Portraits des passeurs de mémoire

Screenshot
Screenshot

Le projet audiovisuel « Passeurs de Mémoire » vise à conserver la mémoire locale sur l’histoire maritime de Binic, en interrogeant différentes personnalités de la commune. L’objectif ? Explorer les 6 thématiques abordées dans le parcours d’interprétation au travers de quelques portraits. Ces vidéos seront partagées avec le plus grand nombre par un accès QR code sur le parcours ou un visionnage en ligne.

Ce projet de captation et montage vidéo a été confié à la Coopérative ESKEMM FILM et la réalisatrice Clara-Luce Pueyo avec un objectif de 6 courts métrages de 6 minutes.

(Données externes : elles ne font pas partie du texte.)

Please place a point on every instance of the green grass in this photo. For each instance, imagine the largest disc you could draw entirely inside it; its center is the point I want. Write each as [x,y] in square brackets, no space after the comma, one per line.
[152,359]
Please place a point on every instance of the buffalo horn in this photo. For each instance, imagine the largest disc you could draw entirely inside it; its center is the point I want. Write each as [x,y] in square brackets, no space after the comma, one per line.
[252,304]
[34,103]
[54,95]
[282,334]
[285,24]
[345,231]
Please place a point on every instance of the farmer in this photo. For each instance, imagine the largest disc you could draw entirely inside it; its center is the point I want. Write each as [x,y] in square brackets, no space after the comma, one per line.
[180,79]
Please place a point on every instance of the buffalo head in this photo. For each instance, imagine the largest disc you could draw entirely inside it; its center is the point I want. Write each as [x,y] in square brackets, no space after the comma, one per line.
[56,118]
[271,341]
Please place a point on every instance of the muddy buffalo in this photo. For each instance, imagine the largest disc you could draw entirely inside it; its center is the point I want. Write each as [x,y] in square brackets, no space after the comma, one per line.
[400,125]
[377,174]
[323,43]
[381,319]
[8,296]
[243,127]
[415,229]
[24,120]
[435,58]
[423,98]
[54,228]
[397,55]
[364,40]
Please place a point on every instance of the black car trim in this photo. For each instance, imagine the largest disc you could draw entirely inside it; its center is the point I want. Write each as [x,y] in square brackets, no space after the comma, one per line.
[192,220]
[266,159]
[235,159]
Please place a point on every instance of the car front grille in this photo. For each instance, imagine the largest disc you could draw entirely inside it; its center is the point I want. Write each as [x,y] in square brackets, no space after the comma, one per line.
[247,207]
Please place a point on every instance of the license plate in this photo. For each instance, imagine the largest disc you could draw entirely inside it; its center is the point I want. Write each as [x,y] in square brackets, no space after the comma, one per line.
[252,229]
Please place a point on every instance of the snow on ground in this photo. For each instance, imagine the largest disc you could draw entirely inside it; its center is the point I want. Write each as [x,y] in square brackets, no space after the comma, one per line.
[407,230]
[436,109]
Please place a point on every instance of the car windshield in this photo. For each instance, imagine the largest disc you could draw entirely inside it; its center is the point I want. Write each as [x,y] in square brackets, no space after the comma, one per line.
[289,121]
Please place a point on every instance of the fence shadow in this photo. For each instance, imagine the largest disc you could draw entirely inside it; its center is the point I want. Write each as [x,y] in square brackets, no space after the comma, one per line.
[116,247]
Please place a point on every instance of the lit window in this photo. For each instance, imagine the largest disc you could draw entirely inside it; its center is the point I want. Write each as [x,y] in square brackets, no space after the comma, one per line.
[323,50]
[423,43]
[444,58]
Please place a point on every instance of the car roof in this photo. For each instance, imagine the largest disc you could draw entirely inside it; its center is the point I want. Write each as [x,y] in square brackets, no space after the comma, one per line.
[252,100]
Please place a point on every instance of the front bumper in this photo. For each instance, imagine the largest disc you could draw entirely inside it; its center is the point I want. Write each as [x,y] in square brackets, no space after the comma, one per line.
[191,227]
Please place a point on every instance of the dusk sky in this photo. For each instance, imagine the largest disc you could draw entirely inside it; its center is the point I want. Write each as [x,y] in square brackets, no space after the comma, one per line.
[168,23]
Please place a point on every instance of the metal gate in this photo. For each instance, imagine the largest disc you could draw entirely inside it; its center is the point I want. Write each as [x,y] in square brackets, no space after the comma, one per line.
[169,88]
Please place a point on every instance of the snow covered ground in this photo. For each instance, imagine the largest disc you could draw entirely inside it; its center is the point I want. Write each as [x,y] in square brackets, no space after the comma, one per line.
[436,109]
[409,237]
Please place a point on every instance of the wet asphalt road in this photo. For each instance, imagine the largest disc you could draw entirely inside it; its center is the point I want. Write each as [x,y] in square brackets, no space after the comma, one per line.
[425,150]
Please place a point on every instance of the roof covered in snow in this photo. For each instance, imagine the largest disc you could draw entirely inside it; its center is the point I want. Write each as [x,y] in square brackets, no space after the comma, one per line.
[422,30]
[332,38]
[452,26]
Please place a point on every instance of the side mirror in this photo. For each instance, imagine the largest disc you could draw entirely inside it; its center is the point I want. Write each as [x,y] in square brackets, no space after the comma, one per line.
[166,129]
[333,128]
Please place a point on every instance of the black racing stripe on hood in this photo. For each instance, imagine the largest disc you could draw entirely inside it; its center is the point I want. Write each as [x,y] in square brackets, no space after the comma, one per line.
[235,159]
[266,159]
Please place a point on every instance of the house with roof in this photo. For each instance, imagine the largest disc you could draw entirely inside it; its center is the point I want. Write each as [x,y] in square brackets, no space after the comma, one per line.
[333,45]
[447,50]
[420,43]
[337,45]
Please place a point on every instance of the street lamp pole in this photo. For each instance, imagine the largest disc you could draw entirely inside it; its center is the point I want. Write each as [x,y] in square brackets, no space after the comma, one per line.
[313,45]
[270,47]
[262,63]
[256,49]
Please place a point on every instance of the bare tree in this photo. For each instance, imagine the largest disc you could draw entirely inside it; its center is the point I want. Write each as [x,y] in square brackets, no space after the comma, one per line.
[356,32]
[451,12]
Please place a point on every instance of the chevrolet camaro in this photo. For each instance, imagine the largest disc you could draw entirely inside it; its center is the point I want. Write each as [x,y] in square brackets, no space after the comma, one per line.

Conception du parcours d’interprétation

Une dizaine de stations, ont été sélectionnées à partir de l’inventaire des lieux et du potentiel d’exposition sur l’espace public afin d’initier le public à l’histoire maritime :

  • Une famille d’armateurs
  • La campagne de pêche
  • Le chantier naval
  • L’avitaillement des navires
  • Les voiliers de pêche
  • La pêche d’hier à aujourd’hui
  • Les récits de voyage
  • Les conditions de vie à bord
  • La dévotion des gens de mer
  • Le cimetière maritime

Différentes situations ont ainsi été envisagées :

  1. Une valorisation classique de lieux patrimoniaux publics faciles d’accès (espaces du port, église, cimetière).
  2. Des espaces scénographiés, sur l’espace public exprimant l’histoire, les technologies passées, les récits de navigation pour rendre acteur le visiteur du parcours (famille d’armateur, campagne de pêche.
  3. L’intégration d’une structure partenaire, pour l’hébergement d’une station dans leurs locaux afin de créer un lieu de transmission du patrimoine (le pôle nautique).

Séquençage du projet

Plusieurs étapes ont permis la mise en place du projet :

  • 2021 : démarrage du collectage (durée effective : 3 mois et ½). Rencontres multiples, collectages et enregistrements.
  • 2022 : esquisse du parcours (7 mois de juin à déc). Inventaire des espaces, synthèse patrimoniale, appropriation historique, scénario général de parcours, esquisse des stations, rencontre avec les partenaires, traitement des enregistrements, évaluation budgétaire.
  • 2023 : mission des prestataires (durée estimée : 1 an) : communication, vidéos, et scénographie, soumission du projet et accord de subvention des Fonds européen pour les affaires maritimes, la pêche et l’aquaculture (FEAMPA).
  • 2024-2025-2026 : finalisation, lancement de l’appel d’offre de réalisation, mise en œuvre du chantier.